Le pire reste toutefois à venir. «Chaque jour, je trouve ça plus dur. Et on n'est pas dans la période où il y a des licenciements. On ne sait même pas ce que ça va être», craint Stéphane Paré.
Ginette Paquin est entrée chez Electrolux il y a 12 ans. «Moi, je fais partie de ceux qui vont avoir beaucoup de difficulté à se replacer», dit-elle. Elle énumère son âge, 52 ans, et ses problèmes de santé, les complications découlant d'un AVC. Elle s'interroge. «Qui va embaucher quelqu'un comme moi?»
En attendant d'affronter le chômage et de se lancer dans la quête, qu'elle croit vouée à l'échec, d'un nouvel employeur, Ginette Paquin espère étirer le plus longtemps possible son sursis à Electrolux.
Le syndicat reconnaît les efforts mis par la MRC pour aider les employés à faire face à la situation. «Mais de là à dire qu'on est satisfaits...», dit Dominic Durand, président d'atelier de la section locale 1148 du syndicat des machinistes.
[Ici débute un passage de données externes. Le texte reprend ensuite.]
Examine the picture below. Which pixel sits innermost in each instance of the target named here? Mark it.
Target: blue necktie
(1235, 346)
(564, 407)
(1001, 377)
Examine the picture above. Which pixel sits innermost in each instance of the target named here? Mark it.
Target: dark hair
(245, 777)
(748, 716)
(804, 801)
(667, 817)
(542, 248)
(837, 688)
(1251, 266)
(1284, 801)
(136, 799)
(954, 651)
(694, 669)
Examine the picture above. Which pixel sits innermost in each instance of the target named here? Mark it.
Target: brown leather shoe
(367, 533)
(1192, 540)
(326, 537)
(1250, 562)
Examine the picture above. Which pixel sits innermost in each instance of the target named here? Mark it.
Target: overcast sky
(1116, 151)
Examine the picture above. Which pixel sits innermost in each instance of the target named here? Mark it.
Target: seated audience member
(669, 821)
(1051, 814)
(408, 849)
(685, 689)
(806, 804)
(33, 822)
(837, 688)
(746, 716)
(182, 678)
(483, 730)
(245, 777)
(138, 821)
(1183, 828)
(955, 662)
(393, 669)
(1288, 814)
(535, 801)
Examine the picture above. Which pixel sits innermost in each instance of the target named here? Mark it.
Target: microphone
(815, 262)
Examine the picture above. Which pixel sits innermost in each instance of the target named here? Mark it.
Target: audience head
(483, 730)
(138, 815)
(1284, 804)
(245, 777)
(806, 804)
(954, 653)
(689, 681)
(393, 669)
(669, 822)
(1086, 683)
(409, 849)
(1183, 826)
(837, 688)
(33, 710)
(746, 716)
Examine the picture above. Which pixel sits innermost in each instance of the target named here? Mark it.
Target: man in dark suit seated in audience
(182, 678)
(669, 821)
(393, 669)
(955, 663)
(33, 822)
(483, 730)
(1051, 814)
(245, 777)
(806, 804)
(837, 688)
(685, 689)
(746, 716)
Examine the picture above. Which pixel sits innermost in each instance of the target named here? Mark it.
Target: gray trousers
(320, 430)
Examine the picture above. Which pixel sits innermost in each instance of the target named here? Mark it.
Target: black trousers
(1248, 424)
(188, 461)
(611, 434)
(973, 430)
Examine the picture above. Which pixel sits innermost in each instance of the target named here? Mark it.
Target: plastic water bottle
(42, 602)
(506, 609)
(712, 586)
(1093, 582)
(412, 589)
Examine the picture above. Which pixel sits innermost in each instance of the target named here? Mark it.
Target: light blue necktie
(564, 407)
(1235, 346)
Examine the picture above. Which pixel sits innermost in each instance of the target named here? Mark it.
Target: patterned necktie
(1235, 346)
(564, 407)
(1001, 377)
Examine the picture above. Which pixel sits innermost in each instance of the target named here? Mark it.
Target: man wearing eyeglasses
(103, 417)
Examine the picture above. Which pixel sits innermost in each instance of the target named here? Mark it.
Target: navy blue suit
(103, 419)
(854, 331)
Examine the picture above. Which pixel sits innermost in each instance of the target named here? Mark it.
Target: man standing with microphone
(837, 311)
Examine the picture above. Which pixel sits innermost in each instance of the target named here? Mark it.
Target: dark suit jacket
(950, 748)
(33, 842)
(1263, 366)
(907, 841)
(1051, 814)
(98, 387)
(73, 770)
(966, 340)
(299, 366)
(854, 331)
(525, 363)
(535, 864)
Certains syndiqués regrettent de devoir attendre le licenciement, et le chômage, pour avoir le soutien d'Emploi-Québec pour se reconvertir. D'autres aimeraient se voir proposer d'autres pistes que les mines du Plan Nord pour leur reclassement.
On croit aussi que le gouvernement «n'a pas mis ses culottes» pour garder Electrolux.
À L'Assomption, Memphis a maintenant mauvaise réputation. «C'est sûr que dans ce temps-ci, ça ne nous donne pas le goût d'aller voir la maison d'Elvis», illustre Robert Rivard, employé de l'usine depuis 33 ans.
Mais les ouvriers savent aussi que les dés étaient pipés et que la décision d'Electrolux, prise au terme d'intenses négociations avec Memphis, était déjà irrévocable quand elle leur a été annoncée.
«On a demandé ce qu'on pouvait faire. On a tout essayé. Mais il n'y avait rien à faire du tout. C'est ça, la dure réalité», lâche Dominic Durand.
Electrolux «impressionnée» par le travail de ses employés de L'Assomption
Electrolux n'a pas souhaité rencontrer La Presse à Memphis. Mais la porte-parole du numéro 2 mondial de l'électroménager a bien voulu répondre à quelques questions, qui lui ont été adressées en anglais et par courriel.
«La production continue à L'Assomption et nous sommes toujours impressionnés par le dévouement et le professionnalisme de nos employés», écrit Caryn Klebba. L'arrêt complet des opérations à L'Assomption est prévu pour 2014, un an plus tard que ce qui a d'abord été annoncé. Les premiers licenciements auront lieu six mois plus tôt. Quelque 200 employés ont quitté l'usine de Lanaudière depuis que la fermeture est connue. Tous ont été remplacés. «Il est important de noter que notre industrie voit les fluctuations de sa main-d'oeuvre comme une réponse à nos besoins, ce n'est pas inhabituel d'ajuster notre personnel en conséquence», précise Mme Klebba. Quant aux huit tentatives de suicide, Caryn Klebba répond qu'Electrolux ne commente pas les «rumeurs et spéculations».